February 26, 2016

Untitled Time



Tales of the past exhaust me with their deaths, stories of the future
spit in the face of my imagination before stomping all over it
with their robotic feet, and stories of the present
entertain an audience that is already too busy
entertaining itself. And I am in that audience,
writing a poem even if too many poems have already been written,
too many timeless, timely, and untimely poems,
even if too many poems are supposed to be better than too few,
and certainly better than none. Even if imagining their absence
amid the poetic abundance of our time, along with its past and
future extensions—assuming that time is a long train with three
sections, assuming that it will never ever stop running along the
infinite track of something more superior to time—is impossible.

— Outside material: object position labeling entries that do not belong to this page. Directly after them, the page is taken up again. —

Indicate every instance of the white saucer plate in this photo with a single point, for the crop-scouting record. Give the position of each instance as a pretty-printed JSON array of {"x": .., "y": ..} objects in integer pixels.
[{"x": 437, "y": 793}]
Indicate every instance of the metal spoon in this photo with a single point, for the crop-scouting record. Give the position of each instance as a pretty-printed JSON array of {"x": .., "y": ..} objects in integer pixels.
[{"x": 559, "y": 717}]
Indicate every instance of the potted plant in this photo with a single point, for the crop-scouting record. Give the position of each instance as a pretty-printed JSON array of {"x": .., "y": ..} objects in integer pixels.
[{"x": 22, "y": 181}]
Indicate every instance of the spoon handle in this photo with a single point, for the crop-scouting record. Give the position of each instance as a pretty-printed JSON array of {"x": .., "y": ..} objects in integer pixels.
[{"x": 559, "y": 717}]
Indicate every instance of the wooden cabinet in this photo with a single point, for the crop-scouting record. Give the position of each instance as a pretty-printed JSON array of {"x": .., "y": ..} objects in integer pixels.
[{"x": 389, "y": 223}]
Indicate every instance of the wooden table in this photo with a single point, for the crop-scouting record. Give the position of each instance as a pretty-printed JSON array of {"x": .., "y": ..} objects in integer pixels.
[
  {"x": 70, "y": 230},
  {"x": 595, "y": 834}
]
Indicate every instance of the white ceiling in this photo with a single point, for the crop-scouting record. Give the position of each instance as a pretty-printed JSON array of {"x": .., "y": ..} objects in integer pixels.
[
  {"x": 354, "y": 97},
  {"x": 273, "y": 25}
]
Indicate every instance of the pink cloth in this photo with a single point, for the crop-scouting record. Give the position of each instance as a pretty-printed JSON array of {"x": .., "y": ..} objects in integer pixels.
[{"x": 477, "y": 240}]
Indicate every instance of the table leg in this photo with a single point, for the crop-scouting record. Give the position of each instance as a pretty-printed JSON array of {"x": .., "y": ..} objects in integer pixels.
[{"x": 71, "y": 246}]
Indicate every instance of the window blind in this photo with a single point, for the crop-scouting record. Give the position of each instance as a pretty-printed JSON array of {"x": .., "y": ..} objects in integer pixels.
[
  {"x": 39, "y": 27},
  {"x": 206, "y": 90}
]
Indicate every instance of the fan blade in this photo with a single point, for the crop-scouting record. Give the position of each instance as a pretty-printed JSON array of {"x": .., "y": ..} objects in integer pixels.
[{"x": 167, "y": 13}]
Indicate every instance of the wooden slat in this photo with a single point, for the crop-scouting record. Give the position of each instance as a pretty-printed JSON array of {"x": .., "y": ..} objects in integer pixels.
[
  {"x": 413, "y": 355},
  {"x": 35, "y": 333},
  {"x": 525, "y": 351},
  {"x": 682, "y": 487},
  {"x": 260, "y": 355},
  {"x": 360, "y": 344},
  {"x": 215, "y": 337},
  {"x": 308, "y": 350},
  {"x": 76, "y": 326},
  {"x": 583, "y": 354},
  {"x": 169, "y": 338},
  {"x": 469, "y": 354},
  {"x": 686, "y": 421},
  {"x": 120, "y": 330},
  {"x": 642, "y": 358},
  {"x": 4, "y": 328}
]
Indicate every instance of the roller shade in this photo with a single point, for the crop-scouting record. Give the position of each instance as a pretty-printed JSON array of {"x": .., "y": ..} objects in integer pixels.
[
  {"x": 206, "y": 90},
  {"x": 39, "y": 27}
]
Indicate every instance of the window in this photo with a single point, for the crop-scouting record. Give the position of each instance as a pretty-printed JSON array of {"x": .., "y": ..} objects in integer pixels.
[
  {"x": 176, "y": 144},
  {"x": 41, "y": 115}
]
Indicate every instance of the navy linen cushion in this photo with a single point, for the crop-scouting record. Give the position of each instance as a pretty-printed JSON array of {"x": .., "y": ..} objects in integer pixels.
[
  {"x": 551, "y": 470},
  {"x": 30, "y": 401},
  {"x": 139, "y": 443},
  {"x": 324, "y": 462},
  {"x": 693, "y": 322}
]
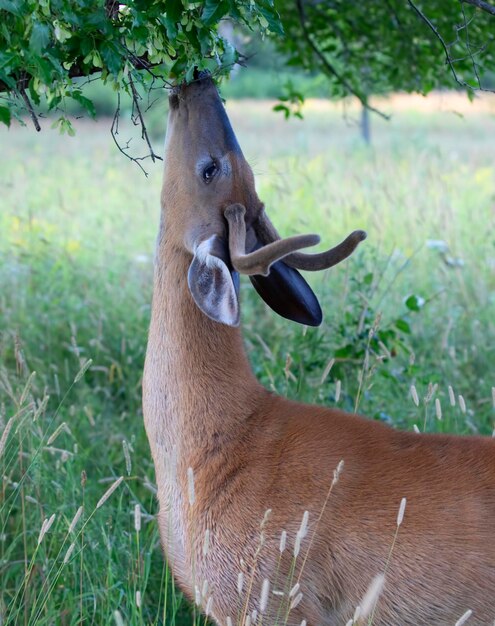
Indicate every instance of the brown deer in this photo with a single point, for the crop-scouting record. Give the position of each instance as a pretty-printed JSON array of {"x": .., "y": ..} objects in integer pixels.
[{"x": 226, "y": 450}]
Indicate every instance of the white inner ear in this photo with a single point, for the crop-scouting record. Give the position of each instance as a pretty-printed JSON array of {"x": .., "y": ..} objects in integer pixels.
[{"x": 211, "y": 285}]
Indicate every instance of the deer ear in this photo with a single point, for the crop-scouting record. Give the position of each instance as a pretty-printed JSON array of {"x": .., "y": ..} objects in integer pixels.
[
  {"x": 213, "y": 285},
  {"x": 288, "y": 294}
]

Is there a part of time that still lacks a story,
a moving poem?
A time that moves in a different direction, not
backwards or forwards but in semi circles or upwards, or
downwards, or in zigzags that break into waves—whole realms
of existence and experience waiting to be seen, felt, predicted and
turned into a narrative of victory or a prediction of impending doom.
Is there a part of time that still lacks a story
and politely refuses it?
A time that is not part of the train.
A time that has no interest in our past mistakes or the
continuous repetition of those mistakes.
A time that does not run along an infinite track.
A time that does not stretch in the wake of war and one
that does not shrink and shrivel into a ball in periods of jittery peace.
Oh, is there a part of time that still lacks a story, a poem,
an accurate caption, but politely refuses
our aggressive need to speak on its behalf, to determine its course?
Is there a part of time that waits for us yet rejects
us yet still longs for our willingness to join the ride?
Oh is there a part of time that we do not know how to
measure or speak of? Is there time left to do it?

Surely the answers to such questions do not magically appear
during the time it takes to finish a poem.